Gift of singleness
Everywhere we go, we are surrounded by depictions of love. Whether it’s in the media we consume or the constant stream of engagement and wedding posts in our social media feeds, we are inadvertently left with the message that we must be in a relationship to find fulfillment.
Each day it seems like another friend posts a photo with a wedding hashtag commemorating their upcoming name change, or a new Ed Sheeran song comes out with the most romantic lyrics, reminding girls of their absent love life.
As if the media and our peers weren’t enough of a reminder of singleness, family members ask with anticipation when a significant other will be joining at the next family event.
All of these reminders add to the pressure on members of the single community that “Mr. Right” has not come along yet.
Every single college student, including myself, knows this struggle all too well; the sting of watching other’s love lives unfold while we are waiting in vain, wondering if we will ever find a significant other.
As a member of the human race, it is our very nature to crave love and desire a sense of belonging to someone else.
According to an article by “Psychology Today” on Roy Baumeister and Mark Leary’s study conducted in 1995, humans “Are ‘naturally driven toward establishing and sustaining belongingness.’”
The belongingness they talk about does not mean physically owning someone but the feeling of complete “That the need to belong is a fundamental human need to form and maintain at least a minimum amount of lasting, positive and significant interpersonal relationship,” Baumeister and Leary said.
It is a fundamental part of human nature to desire to have a significant other and to be accepted.
A lack of belonging, as explained by Baumeister and Leary, increases our chance of physical and mental illness, therefore making us more prone to feeling like we are living less fulfilling lives.
With this being said, the desire to find a significant other is a good thing that can increase the vigor in your life, but becoming obsessive over having a significant other is a dangerous place to be.
When we focus all of our attention on finding our soulmate, we miss the adventure and opportunity we have today during our singleness.

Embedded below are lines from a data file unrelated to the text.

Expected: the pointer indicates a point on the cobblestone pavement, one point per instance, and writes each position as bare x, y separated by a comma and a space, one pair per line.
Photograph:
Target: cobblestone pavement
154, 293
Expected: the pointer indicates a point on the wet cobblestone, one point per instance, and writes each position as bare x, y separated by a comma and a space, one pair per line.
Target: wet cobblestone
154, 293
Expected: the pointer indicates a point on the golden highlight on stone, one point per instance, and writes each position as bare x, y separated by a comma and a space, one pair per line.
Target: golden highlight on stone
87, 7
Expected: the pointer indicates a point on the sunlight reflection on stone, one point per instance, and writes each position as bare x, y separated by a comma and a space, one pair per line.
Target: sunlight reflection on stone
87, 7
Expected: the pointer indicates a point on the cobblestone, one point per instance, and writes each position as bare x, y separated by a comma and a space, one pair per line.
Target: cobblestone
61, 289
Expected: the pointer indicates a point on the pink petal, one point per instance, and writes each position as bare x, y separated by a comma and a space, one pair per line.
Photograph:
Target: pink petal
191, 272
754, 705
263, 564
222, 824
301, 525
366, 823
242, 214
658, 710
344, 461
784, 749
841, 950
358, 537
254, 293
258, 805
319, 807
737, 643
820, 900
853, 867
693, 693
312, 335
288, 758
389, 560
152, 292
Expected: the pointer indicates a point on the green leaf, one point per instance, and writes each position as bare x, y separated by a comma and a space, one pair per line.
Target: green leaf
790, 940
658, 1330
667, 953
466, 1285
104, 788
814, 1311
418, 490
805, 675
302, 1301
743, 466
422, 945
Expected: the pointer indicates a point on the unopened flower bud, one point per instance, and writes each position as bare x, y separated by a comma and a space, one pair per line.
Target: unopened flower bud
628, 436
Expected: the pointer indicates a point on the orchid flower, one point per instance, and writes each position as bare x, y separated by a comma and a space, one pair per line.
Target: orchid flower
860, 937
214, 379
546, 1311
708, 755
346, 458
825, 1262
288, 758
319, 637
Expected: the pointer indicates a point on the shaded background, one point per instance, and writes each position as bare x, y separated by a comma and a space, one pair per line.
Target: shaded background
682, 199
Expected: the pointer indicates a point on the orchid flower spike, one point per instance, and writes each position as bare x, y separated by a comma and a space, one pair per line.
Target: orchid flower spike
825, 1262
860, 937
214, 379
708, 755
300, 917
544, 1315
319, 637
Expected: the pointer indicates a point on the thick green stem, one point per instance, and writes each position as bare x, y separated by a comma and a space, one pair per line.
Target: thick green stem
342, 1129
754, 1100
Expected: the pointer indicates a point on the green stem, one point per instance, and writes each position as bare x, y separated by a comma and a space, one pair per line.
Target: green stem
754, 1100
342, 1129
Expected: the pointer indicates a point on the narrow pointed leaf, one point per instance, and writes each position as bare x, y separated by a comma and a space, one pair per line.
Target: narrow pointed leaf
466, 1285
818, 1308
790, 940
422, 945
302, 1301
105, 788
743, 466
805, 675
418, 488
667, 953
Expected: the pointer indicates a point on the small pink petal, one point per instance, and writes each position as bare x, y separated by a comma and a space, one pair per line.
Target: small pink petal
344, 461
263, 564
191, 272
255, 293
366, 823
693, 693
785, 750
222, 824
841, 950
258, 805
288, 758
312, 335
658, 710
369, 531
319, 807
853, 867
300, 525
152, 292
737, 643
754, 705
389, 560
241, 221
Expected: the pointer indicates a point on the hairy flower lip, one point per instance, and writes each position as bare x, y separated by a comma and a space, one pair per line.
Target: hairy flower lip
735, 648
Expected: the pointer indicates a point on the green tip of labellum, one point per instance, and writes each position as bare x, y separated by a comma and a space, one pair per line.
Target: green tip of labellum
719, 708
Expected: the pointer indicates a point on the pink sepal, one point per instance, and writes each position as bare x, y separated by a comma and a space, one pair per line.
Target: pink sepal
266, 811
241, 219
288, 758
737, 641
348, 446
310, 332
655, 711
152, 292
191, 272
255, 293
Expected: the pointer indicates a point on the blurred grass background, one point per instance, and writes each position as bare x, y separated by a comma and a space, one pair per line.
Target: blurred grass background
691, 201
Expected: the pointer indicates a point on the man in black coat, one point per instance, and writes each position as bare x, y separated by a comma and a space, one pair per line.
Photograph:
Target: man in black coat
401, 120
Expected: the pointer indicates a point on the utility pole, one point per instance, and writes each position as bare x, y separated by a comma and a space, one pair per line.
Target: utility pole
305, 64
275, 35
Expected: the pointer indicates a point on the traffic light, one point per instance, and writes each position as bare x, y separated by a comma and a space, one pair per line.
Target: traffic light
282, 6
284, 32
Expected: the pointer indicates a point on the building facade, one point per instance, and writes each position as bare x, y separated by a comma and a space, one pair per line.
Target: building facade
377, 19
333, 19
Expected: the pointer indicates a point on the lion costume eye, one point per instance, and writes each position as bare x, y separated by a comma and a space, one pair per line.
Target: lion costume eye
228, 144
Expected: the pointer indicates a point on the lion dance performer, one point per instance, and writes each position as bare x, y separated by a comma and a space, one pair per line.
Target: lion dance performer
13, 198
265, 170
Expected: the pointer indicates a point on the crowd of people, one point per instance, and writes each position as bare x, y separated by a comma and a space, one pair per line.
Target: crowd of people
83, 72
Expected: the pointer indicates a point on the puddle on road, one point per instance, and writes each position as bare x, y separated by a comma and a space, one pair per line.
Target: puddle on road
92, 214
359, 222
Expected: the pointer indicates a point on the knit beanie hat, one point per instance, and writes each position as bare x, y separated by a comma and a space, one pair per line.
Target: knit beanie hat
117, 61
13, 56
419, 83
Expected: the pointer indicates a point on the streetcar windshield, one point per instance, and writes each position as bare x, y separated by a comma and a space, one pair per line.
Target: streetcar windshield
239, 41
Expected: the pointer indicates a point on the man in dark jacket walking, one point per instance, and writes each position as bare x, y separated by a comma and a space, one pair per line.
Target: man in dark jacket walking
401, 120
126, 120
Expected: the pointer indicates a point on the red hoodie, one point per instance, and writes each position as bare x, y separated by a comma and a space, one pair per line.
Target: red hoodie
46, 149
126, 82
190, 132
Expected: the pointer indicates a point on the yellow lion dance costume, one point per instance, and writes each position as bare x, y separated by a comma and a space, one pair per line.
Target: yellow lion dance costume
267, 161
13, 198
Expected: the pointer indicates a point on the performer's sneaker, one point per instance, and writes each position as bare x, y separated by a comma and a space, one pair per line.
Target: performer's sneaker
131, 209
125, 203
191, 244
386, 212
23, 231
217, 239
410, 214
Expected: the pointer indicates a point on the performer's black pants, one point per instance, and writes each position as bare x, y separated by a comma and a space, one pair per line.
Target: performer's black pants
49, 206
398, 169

Being a single college student doesn’t necessarily mean a time of loneliness, but instead a time of being able to pour into your friendships, classes and work. You can take the time you need to freely grow and experience life as a young adult without the responsibility of spending a substantial amount of time with a significant other.
There is a time and place for every season in life. For some, the time to be in love and pursue marriage is now, but for others the gift of today is being single. The task at hand is to make the most of who you are at each season you approach in life.
Singleness isn’t a curse that you should fret; it is a beautiful season where you can flourish.